We can talk about all of these techniques and ins and outs of cycling, but the actual DOING IT is how you really develop, how you really learn how to handle a bike, and how you can end up doing such fulfilling charity rides such as the Gower bike ride yesterday, move on to triathlons maybe, or just set your own individual goals, such as your first century as one of my clients did the other day, all for his own personal satisfaction.

Don’t waste a moment and enjoy your ride, it’s all a matter of getting out there!!!

Monday, 30th July

End of the month approaching fast and hope you are managing to get through the summer months in better shape than ever before?

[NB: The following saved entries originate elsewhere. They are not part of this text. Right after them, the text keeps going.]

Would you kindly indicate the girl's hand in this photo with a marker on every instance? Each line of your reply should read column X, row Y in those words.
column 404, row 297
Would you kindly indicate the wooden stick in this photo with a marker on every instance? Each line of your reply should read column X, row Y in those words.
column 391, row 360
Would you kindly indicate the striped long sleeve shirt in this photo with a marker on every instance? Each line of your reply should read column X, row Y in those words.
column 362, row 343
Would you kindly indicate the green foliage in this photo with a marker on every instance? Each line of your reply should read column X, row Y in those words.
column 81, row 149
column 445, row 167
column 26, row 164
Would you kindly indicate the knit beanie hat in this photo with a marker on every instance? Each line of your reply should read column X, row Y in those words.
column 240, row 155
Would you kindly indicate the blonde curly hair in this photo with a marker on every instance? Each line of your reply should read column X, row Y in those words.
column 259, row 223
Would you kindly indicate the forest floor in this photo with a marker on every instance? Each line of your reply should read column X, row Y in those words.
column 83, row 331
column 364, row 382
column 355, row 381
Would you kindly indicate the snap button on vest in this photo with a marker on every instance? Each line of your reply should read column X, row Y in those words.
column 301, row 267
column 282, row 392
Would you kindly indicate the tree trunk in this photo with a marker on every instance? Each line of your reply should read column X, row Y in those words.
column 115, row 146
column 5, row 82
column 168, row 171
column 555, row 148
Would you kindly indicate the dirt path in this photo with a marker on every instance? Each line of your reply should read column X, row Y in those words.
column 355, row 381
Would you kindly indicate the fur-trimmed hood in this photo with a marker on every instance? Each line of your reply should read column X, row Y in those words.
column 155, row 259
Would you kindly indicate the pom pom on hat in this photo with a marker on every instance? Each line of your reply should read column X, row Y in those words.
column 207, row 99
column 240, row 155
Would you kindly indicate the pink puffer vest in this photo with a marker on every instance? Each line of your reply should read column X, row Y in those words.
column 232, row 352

If you are, then you are doing absoultely fantastic and you have undertaken regular reviews of your performance, and adjusted your training programme and eating regime to suit the goals you want to reach.

If you have been drifting, then you need to get someone to re-evaluate your programme, and then how to take it forward several steps from there.

We are all re-evaluating all the time when you think about it.

None of us have it easy and make gains without thinking about it.

Success in our physical conditioning and health requires us to think at all times in how to negotiate the twists and turns that life tends to throw at us.

If you have started missing your training sessions, and it has become a regular thing, then think about switching the time you train in the day. If something always “comes up”, then training first thing in the morning might be a great option for you, and takes all of the potential excuses out of your training aspirations.

If you can’t help picking snacks up in petrol stations or bottles of wine, we all have a favourite petrol station after all, then the simple way is to just fill up at another station where the big temptations aren’t there. This simple change will alter your behaviour if you give it just a week to get used to.

We all make associations with different things. Perhaps we like certain things in Morrisons that may not be good for us, and perhaps switching to another supermarket for a while might help you correct our bad habits/not tempt us so much with snacks that will de-rail our fat loss goals.

Nothing’s easy to get that’s worth getting, so be ready to read and react to every situation every day.